Farm fields without irrigation are a common source of dust storms.
Ford said he didn’t think climate change was necessarily a factor in Monday’s crash, as it had largely driven wetter planting seasons and flooding in Illinois. But he said land management issues were a particular problem in Illinois and could have contributed to the issue. He did note that climate change was certainly a factor for dust storms in the West, where they predominantly occur.
Shrinking or empty lakes in Western states have been significant contributors of dust pollution.
Last fall, the Great Salt Lake’s water levels fell to its lowest on record, exposing much of the lakebed and creating conditions for storms of dust — laden with toxic metals — that now threaten the 2 million people living nearby.
In California, Los Angeles Department of Water and Power ratepayers have spent at least $2.5 billion controlling dust emissions at Owens Lake, which was drained by the utility and was once the largest human-caused source of dust in the U.S.
Dust can have health consequences. Exposure to dust particles can cause respiratory disease, cardiovascular issues and fungal infections. Dust can carry heavy metals and other toxins into people’s homes and lungs. Any dust-related deaths caused by disease or infection were not included in the Bulletin of the American Meteorological Society study.

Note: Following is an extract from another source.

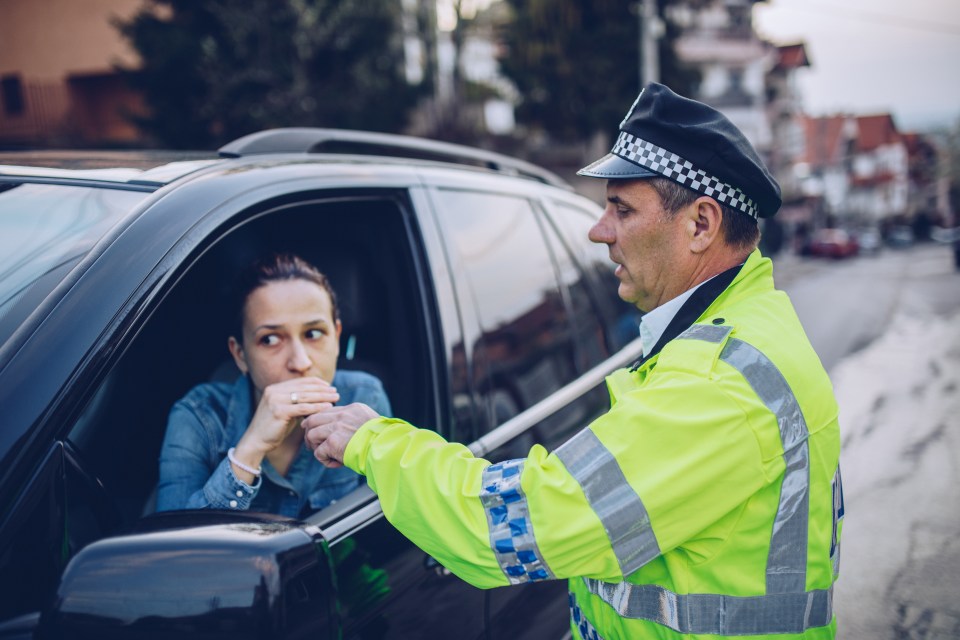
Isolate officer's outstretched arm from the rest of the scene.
[343,372,778,587]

“If you breathe particles of stuff in the air and it gets into your respiratory tract, in your lungs, it’s going to cause irritation whether it’s toxic or not,” Gill said. “It adds to the burden of air pollution.”
While dust storms are becoming more prevalent in the Southwest, other regions will likely experience fewer dust storms as overall precipitation continues to increase. But a threat could still exist. Gill and other researchers are concerned about the impact of flash droughts — when extreme temperatures rapidly parch the landscape during periods of variability — and how those patterns could affect areas of the U.S. that are more wet, in general, and have heavy agricultural use.

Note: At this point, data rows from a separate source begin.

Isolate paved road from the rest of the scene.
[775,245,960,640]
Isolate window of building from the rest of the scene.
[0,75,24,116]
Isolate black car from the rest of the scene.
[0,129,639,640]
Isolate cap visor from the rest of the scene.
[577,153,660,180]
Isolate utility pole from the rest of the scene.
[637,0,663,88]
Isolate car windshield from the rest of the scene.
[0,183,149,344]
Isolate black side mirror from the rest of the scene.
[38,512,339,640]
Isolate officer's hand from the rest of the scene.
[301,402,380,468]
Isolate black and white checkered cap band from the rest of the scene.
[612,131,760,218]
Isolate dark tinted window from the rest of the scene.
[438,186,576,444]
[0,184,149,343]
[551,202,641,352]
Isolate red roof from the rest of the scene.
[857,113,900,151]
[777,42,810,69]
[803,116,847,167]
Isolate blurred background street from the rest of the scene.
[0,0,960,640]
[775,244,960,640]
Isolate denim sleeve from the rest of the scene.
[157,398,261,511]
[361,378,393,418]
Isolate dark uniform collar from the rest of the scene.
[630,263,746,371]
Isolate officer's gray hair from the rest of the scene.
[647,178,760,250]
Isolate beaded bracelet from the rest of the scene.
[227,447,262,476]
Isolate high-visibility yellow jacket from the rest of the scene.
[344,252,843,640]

Dust storms have been responsible for other fatal highway pileups. According to Tong’s research, there were six such crashes involving semi-trucks between 2007 and 2017 with five occurring in New Mexico and Arizona along two stretches of Interstate 10.
States have addressed the storms along that corridor with dust mitigation efforts, something more states should undertake, Tong said.
“Now is the time to think about adopting some new land management and air quality measures that have been in practice in some Western states,” he said. “For example, we need to consider air quality and health impacts of agricultural tilling. When you till, you should observe weather forecasts and maybe consult some experts about the proper time and check whether the land is very dry.”